Kakaire A. Kirunda
3 July 2006
Mbale — A fact sheet with statistics on Adolescent Sexual and Reproductive Health (ASRH) in Mbale has been in circulation over the last couple of weeks,
The data was compiled by the Mbale ASRH Advocacy Team, which is a consortium of various stakeholders including the district local government.
According to the ASRH statistics, 52 percent of Mbale's 345,000 people are between 10 - 24 years of age. Thirty three percent of Mbale's teenage girls are mothers or pregnant. By the age of 24, the average school dropout in Mbale will have 4-6 children. By 16, she/he will have two.

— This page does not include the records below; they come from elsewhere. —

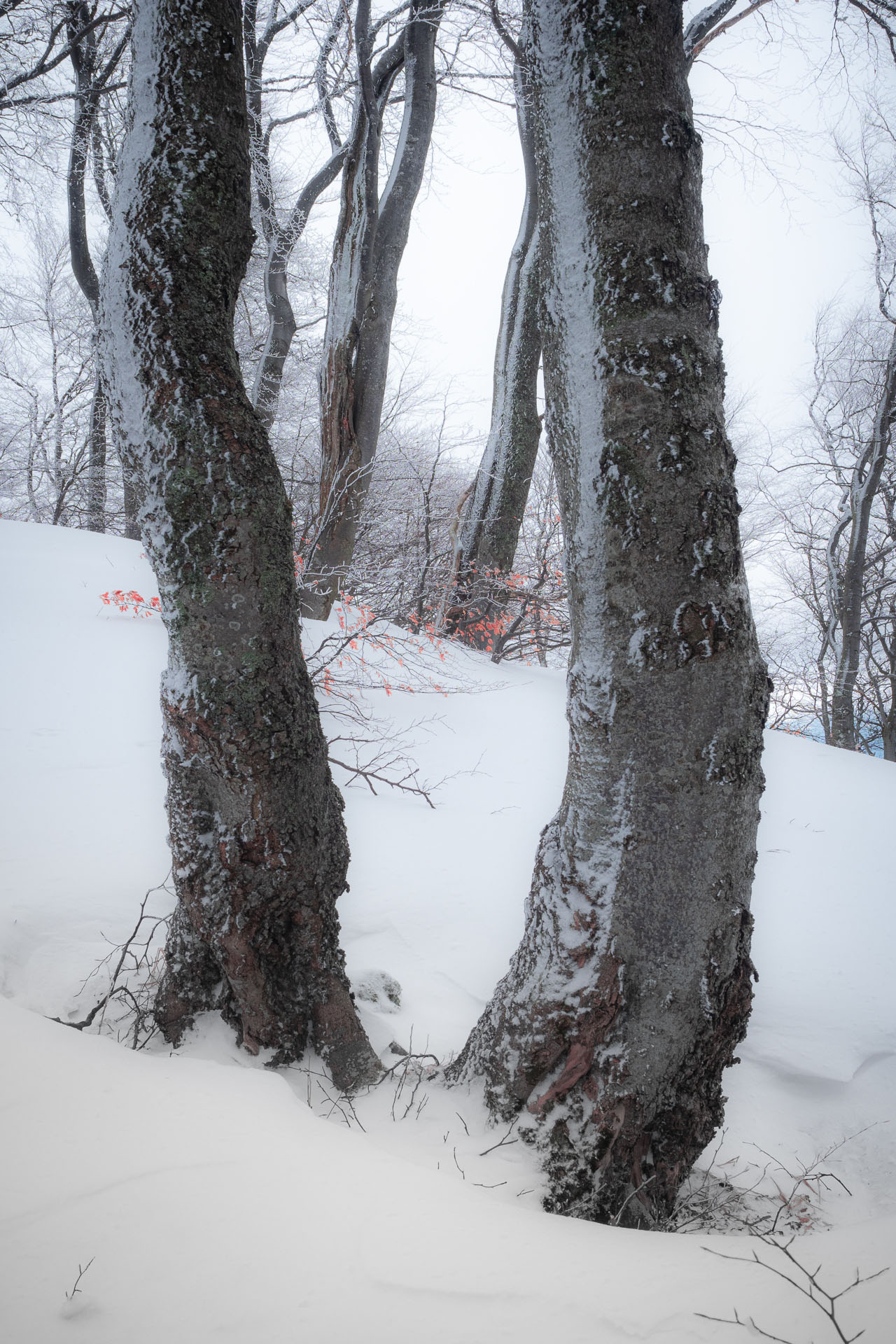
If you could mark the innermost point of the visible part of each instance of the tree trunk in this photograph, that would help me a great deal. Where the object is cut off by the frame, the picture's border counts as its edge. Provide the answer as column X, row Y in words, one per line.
column 367, row 254
column 493, row 518
column 83, row 59
column 631, row 986
column 257, row 835
column 848, row 592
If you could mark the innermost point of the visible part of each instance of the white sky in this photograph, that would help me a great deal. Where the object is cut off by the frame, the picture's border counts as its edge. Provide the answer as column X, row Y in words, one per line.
column 783, row 238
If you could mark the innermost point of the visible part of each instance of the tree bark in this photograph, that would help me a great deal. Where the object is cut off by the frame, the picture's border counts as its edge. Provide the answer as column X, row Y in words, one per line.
column 846, row 590
column 493, row 517
column 90, row 83
column 631, row 986
column 367, row 254
column 257, row 835
column 281, row 238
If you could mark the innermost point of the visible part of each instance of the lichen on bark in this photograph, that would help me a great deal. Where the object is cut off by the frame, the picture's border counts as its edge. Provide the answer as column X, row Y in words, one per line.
column 631, row 987
column 258, row 844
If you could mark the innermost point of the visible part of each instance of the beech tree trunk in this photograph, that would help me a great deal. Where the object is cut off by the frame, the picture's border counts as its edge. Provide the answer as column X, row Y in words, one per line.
column 90, row 84
column 367, row 254
column 846, row 589
column 493, row 517
column 88, row 89
column 631, row 986
column 257, row 835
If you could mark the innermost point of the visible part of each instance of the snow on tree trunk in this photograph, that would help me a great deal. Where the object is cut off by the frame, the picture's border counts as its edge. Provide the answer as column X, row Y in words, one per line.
column 367, row 254
column 257, row 835
column 493, row 518
column 631, row 986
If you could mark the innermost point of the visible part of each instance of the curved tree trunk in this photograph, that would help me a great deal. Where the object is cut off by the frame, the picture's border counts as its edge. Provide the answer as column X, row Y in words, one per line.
column 631, row 986
column 257, row 835
column 493, row 517
column 367, row 254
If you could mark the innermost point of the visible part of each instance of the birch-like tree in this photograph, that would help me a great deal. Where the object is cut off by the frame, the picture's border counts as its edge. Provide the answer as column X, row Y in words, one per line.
column 496, row 505
column 370, row 242
column 257, row 835
column 631, row 987
column 94, row 70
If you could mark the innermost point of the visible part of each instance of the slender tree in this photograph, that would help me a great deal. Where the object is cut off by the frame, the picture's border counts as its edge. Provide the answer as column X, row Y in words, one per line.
column 491, row 530
column 370, row 244
column 282, row 232
column 257, row 835
column 631, row 986
column 93, row 76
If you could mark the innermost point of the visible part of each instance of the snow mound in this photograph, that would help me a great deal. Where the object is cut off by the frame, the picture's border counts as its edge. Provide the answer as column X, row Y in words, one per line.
column 216, row 1200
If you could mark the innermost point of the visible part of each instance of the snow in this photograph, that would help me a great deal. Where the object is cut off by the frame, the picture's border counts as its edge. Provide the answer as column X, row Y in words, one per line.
column 216, row 1205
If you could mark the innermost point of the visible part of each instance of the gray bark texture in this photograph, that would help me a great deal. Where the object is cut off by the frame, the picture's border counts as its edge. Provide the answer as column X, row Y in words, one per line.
column 367, row 254
column 88, row 89
column 631, row 986
column 281, row 237
column 493, row 517
column 92, row 80
column 257, row 835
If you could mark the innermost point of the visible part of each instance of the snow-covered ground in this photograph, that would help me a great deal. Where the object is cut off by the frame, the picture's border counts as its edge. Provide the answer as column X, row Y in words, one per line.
column 216, row 1203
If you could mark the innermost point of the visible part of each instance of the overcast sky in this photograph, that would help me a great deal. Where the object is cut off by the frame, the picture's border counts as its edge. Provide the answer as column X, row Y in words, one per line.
column 782, row 232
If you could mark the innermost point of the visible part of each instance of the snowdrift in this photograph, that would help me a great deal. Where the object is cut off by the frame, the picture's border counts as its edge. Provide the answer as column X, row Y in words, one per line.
column 216, row 1200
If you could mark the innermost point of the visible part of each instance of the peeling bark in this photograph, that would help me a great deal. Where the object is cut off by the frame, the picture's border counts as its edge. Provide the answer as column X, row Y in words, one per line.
column 257, row 835
column 631, row 986
column 367, row 254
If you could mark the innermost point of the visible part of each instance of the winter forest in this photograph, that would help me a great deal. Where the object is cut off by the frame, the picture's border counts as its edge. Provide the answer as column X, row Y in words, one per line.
column 448, row 589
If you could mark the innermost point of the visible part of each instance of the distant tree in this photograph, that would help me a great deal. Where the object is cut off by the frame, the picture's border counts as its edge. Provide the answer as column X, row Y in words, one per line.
column 631, row 986
column 371, row 237
column 257, row 835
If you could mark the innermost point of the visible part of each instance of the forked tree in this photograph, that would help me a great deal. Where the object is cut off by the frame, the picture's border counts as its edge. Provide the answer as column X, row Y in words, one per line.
column 631, row 986
column 257, row 835
column 493, row 517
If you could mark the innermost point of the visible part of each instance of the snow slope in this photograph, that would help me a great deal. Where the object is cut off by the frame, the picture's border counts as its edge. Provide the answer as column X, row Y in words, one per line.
column 219, row 1206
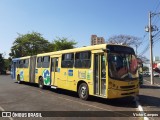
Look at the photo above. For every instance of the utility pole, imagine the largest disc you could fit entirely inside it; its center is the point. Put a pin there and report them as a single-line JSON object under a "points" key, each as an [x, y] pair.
{"points": [[151, 51], [150, 28]]}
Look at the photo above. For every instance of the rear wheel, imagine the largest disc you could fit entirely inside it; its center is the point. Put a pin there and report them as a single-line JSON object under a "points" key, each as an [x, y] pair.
{"points": [[18, 79], [83, 91], [41, 85]]}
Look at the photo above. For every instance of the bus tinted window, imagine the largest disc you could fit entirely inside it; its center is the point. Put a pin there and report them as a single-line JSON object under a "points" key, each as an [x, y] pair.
{"points": [[67, 60], [45, 63], [26, 62], [83, 59], [39, 62]]}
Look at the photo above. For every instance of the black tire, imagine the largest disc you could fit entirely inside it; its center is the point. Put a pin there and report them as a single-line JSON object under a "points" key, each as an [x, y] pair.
{"points": [[83, 91], [18, 79], [41, 85]]}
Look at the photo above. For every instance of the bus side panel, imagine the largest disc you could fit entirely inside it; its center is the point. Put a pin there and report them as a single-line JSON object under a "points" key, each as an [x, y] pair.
{"points": [[32, 70], [13, 70]]}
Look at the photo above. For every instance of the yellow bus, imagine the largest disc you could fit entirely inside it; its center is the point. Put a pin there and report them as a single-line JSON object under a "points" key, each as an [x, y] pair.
{"points": [[105, 70]]}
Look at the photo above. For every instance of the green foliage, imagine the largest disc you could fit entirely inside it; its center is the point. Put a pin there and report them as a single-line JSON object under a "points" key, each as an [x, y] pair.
{"points": [[63, 43], [145, 68], [33, 43], [7, 64], [2, 67], [30, 44], [125, 40]]}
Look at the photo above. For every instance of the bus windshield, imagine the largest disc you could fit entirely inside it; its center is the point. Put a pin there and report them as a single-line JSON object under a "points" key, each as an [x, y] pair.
{"points": [[122, 66]]}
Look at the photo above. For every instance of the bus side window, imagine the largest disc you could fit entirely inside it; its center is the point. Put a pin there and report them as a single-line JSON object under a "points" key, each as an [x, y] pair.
{"points": [[83, 59], [39, 62], [45, 63], [26, 62], [67, 60], [17, 64]]}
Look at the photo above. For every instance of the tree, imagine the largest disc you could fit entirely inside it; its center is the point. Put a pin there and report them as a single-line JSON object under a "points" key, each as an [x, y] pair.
{"points": [[63, 43], [125, 40], [145, 68], [2, 67], [30, 44]]}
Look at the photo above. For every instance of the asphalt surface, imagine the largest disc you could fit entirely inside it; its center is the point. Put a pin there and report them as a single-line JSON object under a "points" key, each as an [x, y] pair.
{"points": [[28, 97]]}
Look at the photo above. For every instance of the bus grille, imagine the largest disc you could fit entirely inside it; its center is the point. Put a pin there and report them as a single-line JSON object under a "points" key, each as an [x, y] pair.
{"points": [[128, 87]]}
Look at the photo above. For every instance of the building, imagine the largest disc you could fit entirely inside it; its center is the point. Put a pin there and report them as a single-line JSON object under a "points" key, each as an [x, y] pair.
{"points": [[97, 40]]}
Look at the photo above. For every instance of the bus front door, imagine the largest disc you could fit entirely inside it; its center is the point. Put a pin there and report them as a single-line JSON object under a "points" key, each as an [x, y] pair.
{"points": [[54, 71], [99, 74]]}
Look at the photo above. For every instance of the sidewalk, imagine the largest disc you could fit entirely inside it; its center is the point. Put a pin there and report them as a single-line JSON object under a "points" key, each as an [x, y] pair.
{"points": [[149, 97]]}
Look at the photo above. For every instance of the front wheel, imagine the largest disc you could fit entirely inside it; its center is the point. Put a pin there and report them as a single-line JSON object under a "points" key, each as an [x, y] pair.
{"points": [[18, 79], [41, 85], [83, 91]]}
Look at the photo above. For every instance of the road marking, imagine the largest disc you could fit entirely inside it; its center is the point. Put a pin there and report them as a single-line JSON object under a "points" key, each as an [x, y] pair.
{"points": [[4, 110], [140, 107], [87, 104]]}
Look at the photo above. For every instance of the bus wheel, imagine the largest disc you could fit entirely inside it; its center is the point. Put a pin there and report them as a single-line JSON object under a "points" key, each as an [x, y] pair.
{"points": [[18, 79], [83, 91], [41, 85]]}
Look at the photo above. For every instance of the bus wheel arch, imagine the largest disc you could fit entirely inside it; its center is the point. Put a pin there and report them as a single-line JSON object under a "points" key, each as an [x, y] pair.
{"points": [[18, 79], [40, 82], [83, 90]]}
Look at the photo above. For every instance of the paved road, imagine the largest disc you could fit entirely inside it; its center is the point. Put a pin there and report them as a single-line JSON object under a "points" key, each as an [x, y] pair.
{"points": [[28, 97], [156, 80]]}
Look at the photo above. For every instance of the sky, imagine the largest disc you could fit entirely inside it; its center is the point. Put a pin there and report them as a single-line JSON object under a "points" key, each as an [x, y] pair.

The figures also show that out of the 99/1,000 infant mortalities that occur yearly in Mbale, two thirds occur to adolescent mothers, and out of the 2,100 women who die due to pregnancy complications, a quarter are teenagers.
On HIV, two out of every three adolescents with a positive sero status in the district are female. In what is even more heart breaking, out of the 2,800 persons living with HIV/Aids in Mbale, two thirds are teenagers.
And in the face of all this, less than one out of three in-school adolescents in the district have ever sought ASRH services.
"Can't we do any better Mbale?" The ASRH advocacy Team posed the question on its fact sheet, followed with a plea," Save your children: Support exclusive finding for ASRH in the 2006/7 district budget."
Efforts to make sense out of all these statistics from the district medical authorities yielded nothing. But, "the figures speak for themselves," noted a reproductive health expert attached to one of the hospitals in the district, on condition of anonymity. "This is a serious crisis that requires urgent solutions."
In the 2006/7 district budget read out recently, slightly over Shs2 billion was allocated to the health sector, but efforts to find out how much would go to ASRH have up to date proved futile.
None-the-less, facilitating at a recent Journalist-to-Journalist Reproductive Training Programme in Nairobi, Dr Richard D. Muga of Kenya's National Coordinating Agency for population and Development, offered possible solutions to ASRH problems in Sub-Saharan Africa.
"Encourage parents to actively involve themselves in adolescent reproductive health issues. Train more peer educators to reach out to the adolescents. Provide integrated health services," Muga wrote in his paper, Adolescent Reproductive Health.
He called for the establishment of adolescent friendly services and increased women's education and creation of jobs.